When one contemplates the original teachings of Jesus it is bewildering to look at Christianity’s evolution over time. Paul had planted the seeds of his vision of Christianity in the Mediterranean in a little over a decade. Those seeds continued to grow and develop in spite of the official ban on the religion. Christians suffered some of their most severe persecution during the last half of the third century; then in the beginning of the fourth century the Roman emperor Constantine legalized Christianity in the Edict of Milan in 313. By 314 Constantine was proclaiming himself a convert and Christianity was phased in as the official religion of the Roman Empire (Frend 486-7). This remarkable chain of events began Christianity’s long reign as the religion of political power, rather than the religion to empower the poor and oppressed as Jesus had envisioned it.

Centuries and centuries passed with official Christianity structured and fine-tuned to enable the powerful and wealthy to remain so and oppress and use the poor. The ultimate perversion took place during the centuries of European colonization of the world, when in the name of Christ countless lives were lost and entire cultures destroyed. When the economic thrust changed to the mercantile and then industrial systems, Christianity was deformed to fit and bolster the concept of individual greed and a new form of exploitation. In our own time the contortions continue with new technologies such as television continually utilized to manipulate and dupe people for the techno-powerfuls’ gain and avarice in the name of Jesus.

In spite of the distortions and perversions of the teachings of Jesus, in every place and in every time there have been individuals and groups of people who have been able to live by the true teachings of Jesus — to live lives of universal love to the best of their abilities. They have been beacons of goodness to the Western world and remain so. While the gentleness and humility of Jesus has rarely found its way into the political uses of Christianity, it has created for two thousand years, and will continue to create for thousands more a personal way of love and salvation for millions of people around the world.

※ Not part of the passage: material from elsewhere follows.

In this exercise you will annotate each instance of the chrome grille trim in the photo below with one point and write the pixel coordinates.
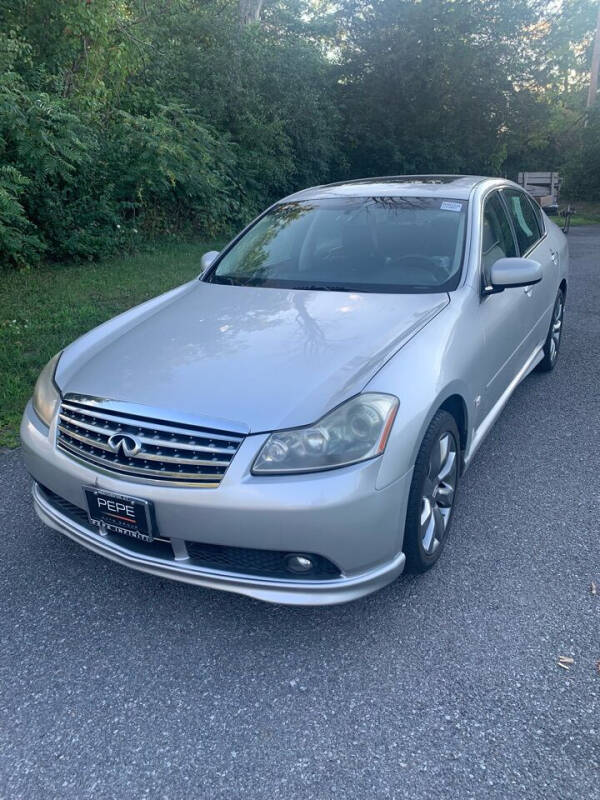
(169, 452)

The dichotomy between political Christianity and personal Christianity may be best summarized by Reinhold Niebuhr:

Since the anarchy of human life is something more than the anarchy of animal existence, it cannot be checked by the forces inherent in a rational culture. The vitality, and the resulting anarchy of human existence, is the vitality of the children of God. Nothing short of the knowledge of the true God will save them from the impiety of making themselves God and the cruelty of seeing their fellow men as devils because they are involved in the same pretension. (237)

SOURCES CITED

Frend, W.H.C., The Rise of Christianity, Philadelphia: Fortress Press, 1984.

`a Kempis, Thomas, The Imitation of Christ, translated by Leo Sherley-Price, New York: Dorset Press, 1952.

Lewis, C.S., Mere Christianity, New York: Macmillian Publishing Company, 1952.

Merton, Thomas, A Thomas Merton Reader, edited by Thomas P. McDonnel, New York: Doubleday, 1989.

Niebuhr, Reinhold, An Interpretation of Christian Ethics, New York: Harper & Row Publishers, 1935.

Weil, Simone, Waiting For God, New York: Harper & Row Publishers, 1973.

all Biblical quotes not from the above sources came from:

Sacred Writings Volume 2: The Apocrypha and The New Testament, From The Revised English Bible, New York: Quality Paperback Book Club, Edited by Jaroslav Pelikan, 1992.